Джульетта Алвин работала в Центре по оказанию помощи детям с аутизмом города Чиннор три года, и как дети, так и сотрудники Центра испытали на себе ее огромное влияние (как музыканта и личности). Когда у меня появилась возможность что-то изменить в школах, которые я посещала регулярно, я получила любезное приглашение продолжить терапевтическую работу, оцененную положительно. Этот Центр стал известным как внутри страны, так и за рубежом. Туда стекается множество посетителей, привлеченных его философией и методами работы.
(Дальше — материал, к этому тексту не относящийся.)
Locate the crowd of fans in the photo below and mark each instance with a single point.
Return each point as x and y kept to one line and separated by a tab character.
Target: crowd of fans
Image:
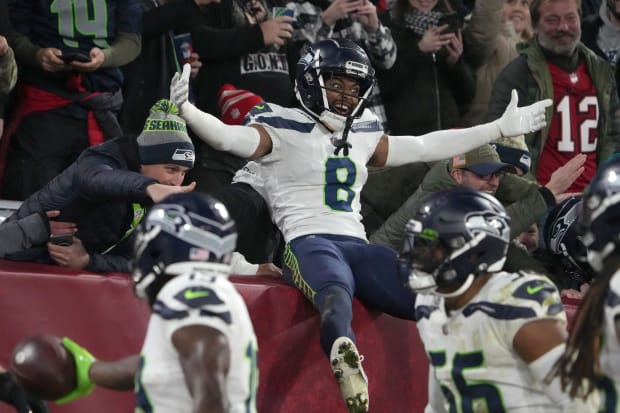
89	140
Помимо образовательных программ, он предоставляет детям доступ к различным видам терапии, это терапия Уолдона, холдинг-терапия, музыкальная терапия, психодрама и, при необходимости, психотерапия.
Центр имеет три базы: Чиннор (начальная школа), Тейм (средняя школа) и Оксфорд (начальная, промежуточная и средняя школа).[43] Все они работают в рамках общеобразовательных школ, так что, когда это становится возможным, дети могут быть включены в обычные классы по программе интеграции, при наличии соответствующей поддержки. Сила Центра – в его философии сосуществования обучения и терапии. Это новая идея, и, вероятно, у кого-то она вызовет возражения. К тому же она прагматична, являясь скорее психодинамически, нежели поведенчески ориентированной.[44] Все, что может работать для отдельного ребенка, испытывается, тестируется и оценивается. Жизненно важный момент – это участие родителей, для них двери всегда открыты, они могут прийти и обсудить вопросы, касающиеся обучения, воспитания ребенка, а также семейные проблемы. Педагогов и помощников готовят для работы на дому. Персонал придерживается такого подхода к детям, когда насильственное вмешательство сведено к минимуму, благодаря чему уровень тревожности у ребенка чрезмерно не повышается.